After the morning news read by journalism awardee Chance Baniko (UNICEF prize 2010), Radio Miraya receives two high level guests, UN Secretary General Ban Ki-Moon and Joseph Deiss, President of the UN General Assembly. Both are interviewed by Nelson Lwak… in spite of his sleepless night! Then at 10.00 the radio goes to the John Garang Mausoleum for the official celebrations. Technicians have managed to set up Radio Miraya’s outside broadcast van practically opposite the podium. Juba’s catholic radio station Radio Bakhita also broadcasts our special programming, since they do not have the same resources as Miraya.
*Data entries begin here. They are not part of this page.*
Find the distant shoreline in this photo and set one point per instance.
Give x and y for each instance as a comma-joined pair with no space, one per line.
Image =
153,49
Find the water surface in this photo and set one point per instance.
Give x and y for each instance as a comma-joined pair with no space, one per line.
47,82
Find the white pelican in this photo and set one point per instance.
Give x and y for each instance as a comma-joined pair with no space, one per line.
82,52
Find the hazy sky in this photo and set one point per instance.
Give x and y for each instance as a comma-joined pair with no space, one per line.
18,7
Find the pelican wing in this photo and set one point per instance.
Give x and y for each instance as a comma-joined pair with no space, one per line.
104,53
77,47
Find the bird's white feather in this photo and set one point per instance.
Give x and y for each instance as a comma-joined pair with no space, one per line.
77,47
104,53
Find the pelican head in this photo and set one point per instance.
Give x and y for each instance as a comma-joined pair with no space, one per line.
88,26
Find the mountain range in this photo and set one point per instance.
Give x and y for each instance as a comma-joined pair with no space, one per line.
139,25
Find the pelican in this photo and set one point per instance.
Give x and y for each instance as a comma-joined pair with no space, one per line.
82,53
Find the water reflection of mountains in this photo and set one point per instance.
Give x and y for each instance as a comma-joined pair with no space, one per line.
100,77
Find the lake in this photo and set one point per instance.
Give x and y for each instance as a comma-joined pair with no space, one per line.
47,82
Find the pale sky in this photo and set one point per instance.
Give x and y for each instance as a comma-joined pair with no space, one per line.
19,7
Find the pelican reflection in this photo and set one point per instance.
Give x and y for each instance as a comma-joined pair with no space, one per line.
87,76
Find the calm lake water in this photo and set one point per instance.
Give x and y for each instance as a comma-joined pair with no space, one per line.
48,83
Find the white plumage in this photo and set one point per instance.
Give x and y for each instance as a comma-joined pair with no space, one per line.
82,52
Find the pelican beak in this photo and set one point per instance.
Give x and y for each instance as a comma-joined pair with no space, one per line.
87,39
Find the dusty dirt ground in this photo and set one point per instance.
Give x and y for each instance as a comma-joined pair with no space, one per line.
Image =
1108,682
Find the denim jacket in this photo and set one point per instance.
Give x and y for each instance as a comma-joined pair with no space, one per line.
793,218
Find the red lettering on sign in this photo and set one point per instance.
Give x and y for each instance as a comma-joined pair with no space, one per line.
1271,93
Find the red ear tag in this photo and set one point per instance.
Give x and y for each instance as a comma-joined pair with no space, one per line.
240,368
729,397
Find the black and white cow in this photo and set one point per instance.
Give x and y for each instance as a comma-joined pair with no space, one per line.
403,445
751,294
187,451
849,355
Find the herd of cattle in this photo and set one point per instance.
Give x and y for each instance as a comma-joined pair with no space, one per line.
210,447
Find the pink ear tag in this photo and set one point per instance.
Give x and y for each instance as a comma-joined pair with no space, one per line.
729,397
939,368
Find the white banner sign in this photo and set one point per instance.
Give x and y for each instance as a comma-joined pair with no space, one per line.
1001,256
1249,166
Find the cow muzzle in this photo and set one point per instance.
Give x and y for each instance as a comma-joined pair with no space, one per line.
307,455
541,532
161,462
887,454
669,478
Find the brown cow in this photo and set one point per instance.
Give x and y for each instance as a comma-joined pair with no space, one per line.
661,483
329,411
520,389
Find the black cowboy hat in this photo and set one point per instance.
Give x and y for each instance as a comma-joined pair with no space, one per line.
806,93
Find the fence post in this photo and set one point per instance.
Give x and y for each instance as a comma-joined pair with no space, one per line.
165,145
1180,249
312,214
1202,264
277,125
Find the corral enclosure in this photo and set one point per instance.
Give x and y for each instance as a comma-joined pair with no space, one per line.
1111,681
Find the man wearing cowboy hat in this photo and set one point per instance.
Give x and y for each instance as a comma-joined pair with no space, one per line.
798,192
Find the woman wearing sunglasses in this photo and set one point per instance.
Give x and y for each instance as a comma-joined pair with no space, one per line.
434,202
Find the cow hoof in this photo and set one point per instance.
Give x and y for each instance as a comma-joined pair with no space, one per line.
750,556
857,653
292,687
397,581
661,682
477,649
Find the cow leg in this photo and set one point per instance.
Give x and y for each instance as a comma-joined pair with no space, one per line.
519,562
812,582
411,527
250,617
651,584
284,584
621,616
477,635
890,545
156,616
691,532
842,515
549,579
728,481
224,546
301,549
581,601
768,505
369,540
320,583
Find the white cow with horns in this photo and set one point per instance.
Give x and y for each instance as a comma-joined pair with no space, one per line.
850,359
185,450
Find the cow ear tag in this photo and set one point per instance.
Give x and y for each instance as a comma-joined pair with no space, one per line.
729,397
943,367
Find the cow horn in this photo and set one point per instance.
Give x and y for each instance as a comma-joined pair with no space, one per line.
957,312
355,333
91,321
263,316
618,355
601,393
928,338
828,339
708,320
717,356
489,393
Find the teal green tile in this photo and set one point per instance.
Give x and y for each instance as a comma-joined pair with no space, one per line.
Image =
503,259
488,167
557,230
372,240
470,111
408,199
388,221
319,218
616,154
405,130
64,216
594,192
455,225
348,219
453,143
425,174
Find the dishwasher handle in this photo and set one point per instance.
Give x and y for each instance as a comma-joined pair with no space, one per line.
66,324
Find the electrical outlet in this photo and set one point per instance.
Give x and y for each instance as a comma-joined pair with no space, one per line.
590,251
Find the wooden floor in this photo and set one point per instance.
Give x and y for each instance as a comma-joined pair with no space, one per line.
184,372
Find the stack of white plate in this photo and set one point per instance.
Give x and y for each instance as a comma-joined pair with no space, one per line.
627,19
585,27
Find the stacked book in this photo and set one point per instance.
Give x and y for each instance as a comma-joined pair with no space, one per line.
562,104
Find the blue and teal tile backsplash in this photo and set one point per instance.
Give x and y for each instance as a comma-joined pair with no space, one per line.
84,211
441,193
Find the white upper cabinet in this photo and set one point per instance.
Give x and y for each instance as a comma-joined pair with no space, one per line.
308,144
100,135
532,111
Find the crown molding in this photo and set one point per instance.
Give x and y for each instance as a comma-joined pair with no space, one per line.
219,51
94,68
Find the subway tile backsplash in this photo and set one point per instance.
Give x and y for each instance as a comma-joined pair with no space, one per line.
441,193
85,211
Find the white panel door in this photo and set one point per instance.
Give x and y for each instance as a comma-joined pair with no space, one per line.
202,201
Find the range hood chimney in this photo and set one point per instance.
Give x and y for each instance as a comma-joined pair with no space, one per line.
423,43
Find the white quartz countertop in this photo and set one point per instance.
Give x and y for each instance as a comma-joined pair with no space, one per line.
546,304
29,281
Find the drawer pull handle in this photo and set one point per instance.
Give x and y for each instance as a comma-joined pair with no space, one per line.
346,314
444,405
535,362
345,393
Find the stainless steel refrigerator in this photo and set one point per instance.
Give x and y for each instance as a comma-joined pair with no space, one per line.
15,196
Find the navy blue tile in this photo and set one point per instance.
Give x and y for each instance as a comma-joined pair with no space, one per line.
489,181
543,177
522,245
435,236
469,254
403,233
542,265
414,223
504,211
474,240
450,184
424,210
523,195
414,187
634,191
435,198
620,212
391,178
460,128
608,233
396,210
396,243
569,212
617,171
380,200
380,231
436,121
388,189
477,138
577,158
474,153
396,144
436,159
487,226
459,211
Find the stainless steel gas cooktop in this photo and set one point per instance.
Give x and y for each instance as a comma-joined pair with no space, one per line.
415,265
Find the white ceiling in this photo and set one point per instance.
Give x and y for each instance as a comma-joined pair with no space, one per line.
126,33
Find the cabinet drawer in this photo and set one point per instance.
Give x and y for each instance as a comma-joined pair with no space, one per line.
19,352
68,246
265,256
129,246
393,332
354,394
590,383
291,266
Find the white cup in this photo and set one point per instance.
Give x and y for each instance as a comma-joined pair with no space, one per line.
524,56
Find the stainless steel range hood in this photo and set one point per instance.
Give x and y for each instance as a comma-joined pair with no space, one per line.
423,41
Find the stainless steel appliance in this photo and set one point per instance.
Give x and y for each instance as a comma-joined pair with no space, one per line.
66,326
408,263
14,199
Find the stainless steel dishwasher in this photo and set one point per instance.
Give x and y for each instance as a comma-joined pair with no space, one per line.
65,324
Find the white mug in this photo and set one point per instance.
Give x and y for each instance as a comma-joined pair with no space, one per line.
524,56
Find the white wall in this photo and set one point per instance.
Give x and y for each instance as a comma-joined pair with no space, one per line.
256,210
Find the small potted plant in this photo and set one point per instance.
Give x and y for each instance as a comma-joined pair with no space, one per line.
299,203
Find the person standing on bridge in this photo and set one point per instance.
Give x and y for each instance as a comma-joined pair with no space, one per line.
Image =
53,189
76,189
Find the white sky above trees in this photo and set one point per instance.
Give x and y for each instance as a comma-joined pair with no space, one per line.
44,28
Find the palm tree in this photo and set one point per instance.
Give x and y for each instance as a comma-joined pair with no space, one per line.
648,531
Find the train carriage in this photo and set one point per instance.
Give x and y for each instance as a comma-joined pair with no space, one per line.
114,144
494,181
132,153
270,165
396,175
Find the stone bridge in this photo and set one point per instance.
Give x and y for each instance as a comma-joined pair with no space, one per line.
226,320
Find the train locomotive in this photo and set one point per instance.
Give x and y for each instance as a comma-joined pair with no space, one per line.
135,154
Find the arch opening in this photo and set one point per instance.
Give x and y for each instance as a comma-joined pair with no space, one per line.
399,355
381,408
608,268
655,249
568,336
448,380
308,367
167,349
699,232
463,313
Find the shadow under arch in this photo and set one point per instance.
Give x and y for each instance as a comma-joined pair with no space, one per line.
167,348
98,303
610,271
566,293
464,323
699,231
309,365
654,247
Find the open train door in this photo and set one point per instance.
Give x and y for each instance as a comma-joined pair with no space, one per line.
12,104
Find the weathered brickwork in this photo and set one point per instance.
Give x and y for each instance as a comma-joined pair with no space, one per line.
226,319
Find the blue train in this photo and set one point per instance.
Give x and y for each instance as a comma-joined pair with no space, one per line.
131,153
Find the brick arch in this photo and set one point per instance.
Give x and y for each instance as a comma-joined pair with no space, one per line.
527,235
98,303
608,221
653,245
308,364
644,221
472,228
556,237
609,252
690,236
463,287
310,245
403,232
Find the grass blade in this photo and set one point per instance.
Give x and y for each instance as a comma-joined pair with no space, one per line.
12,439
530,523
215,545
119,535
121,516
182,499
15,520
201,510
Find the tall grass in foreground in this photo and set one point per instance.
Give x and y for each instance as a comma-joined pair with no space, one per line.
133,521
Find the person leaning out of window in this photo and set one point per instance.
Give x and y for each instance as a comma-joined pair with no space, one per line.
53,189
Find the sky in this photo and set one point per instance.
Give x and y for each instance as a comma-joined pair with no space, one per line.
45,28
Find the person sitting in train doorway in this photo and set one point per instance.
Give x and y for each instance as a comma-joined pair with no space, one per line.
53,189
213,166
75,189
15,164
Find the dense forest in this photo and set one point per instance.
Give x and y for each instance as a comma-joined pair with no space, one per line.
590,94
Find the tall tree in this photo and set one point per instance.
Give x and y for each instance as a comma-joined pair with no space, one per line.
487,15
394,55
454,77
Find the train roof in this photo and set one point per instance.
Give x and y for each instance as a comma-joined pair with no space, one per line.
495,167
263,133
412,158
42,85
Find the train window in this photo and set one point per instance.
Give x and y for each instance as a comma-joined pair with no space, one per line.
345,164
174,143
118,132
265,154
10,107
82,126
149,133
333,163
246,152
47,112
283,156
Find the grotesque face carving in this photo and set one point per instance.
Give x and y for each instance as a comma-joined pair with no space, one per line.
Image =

Journalists Sheila Modi, Liza Taban and Sani Martin sit under a parasol (the sun is also out for the occasion!) on top of the van describing the historical events. At the same time, journalist Sebit Williams is walking about in the crowd, talking to those who have come. “Where are you now, Sebit?” asks Liza. In the thick of the crowd, the journalist lets a little girl painted with the six colours of the South Sudan flag express her happiness. Those who have suffered in the war are also there. With tears in their eyes, they cry out their joy. Although the official programme starts two hours late, Miraya has no problem filling the airtime. Buoyed up by the occasion, the team keeps coming up with new ideas.
At 12.37, the president of the legislative assembly proclaims the birth of South Sudan, watched over by the huge statue of John Garang, architect of the 2005 North-South peace accord. At 12.38 the flag of the new republic is raised as that of Sudan comes down. Radio Miraya broadcasts the enormous roar of the crowd across the whole of this new country. Its journalists and technicans hug each other and hold hands to sing the national anthem. Truly a moving and unforgettable day.